Scaling Server Performance
An anonymous reader writes "When Ace's Hardware's article Hitchhiker's Guide to the Mainframe was posted on Slashdot, they got 590,000 hits and over 250,000 page requests during one day. This kind of traffic caused only a 21% average CPU load to their Java-based web server, which is powered by a single 550MHz UltraSparc-II CPU. In their newest article, Scaling Server Performance, Ace's Hardware explains how this was possible."
When I was benchmarking web servers in *1994*, servers could handle 100,000/hr, which is only about 30/sec. You may need a T3 to handle the bandwidth, but any server that can't handle it today is misconfigured.
OTOH, my puny little SDSL connection was seriously maxed out.
Even old hardware can happily serve up hundreds of documents a second, if the pages are static.
They've really simply discovered that dynamically generating essentially static content is a bad idea : the 'dynamic' pages they are talking of are just articles which once written stay the same, and so are serving identical pages to each user.
Using scripting with database look ups to create such pages is obviously not good - much better is to compile your data in to static pages and serve those.
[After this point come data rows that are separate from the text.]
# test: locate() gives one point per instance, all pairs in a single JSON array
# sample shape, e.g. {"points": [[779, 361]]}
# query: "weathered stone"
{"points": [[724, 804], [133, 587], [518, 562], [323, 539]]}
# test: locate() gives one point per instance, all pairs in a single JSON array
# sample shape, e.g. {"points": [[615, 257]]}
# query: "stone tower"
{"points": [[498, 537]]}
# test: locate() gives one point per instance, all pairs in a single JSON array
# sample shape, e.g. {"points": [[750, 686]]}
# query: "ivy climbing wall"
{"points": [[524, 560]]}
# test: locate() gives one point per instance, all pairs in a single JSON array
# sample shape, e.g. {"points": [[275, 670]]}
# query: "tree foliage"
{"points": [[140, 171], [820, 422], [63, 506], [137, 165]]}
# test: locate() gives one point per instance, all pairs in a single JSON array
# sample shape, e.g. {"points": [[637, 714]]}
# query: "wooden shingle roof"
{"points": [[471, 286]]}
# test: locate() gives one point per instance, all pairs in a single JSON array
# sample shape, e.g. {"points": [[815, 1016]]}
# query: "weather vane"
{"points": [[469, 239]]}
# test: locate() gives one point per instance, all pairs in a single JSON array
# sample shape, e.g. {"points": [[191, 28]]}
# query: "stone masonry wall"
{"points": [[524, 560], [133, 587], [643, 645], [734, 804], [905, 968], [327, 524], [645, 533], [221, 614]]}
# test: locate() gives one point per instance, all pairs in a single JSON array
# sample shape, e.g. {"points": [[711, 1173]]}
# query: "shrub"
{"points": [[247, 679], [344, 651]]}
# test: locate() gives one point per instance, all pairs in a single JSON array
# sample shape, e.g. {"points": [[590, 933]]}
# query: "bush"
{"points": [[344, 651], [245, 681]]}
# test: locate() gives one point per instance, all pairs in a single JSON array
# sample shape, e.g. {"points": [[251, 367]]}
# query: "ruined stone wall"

I have done this for my own website using XSLT to generate the html pages with consistant links and menu's etc. - but you do have to remember to re-build it after making any changes or adding new content (I use gnu make to handle the dependancies of one page upon another so it doesn't rebuild the entire site everytime.)
They've taken the alternative approach of still using a database for the requests, but then caching future requests for the same page-id's, which has the advantage of being compatible with their original dynamic generation system, but they don't mention how they handle the dependancy / cascading alterations problem if they change the content (though they could always flush the entire cache of course....).
Neither of these approaches can help you though if you have real dynamic pages where every request is unique or there are are too many possible pages for caching to be feasible (for example amazon or google).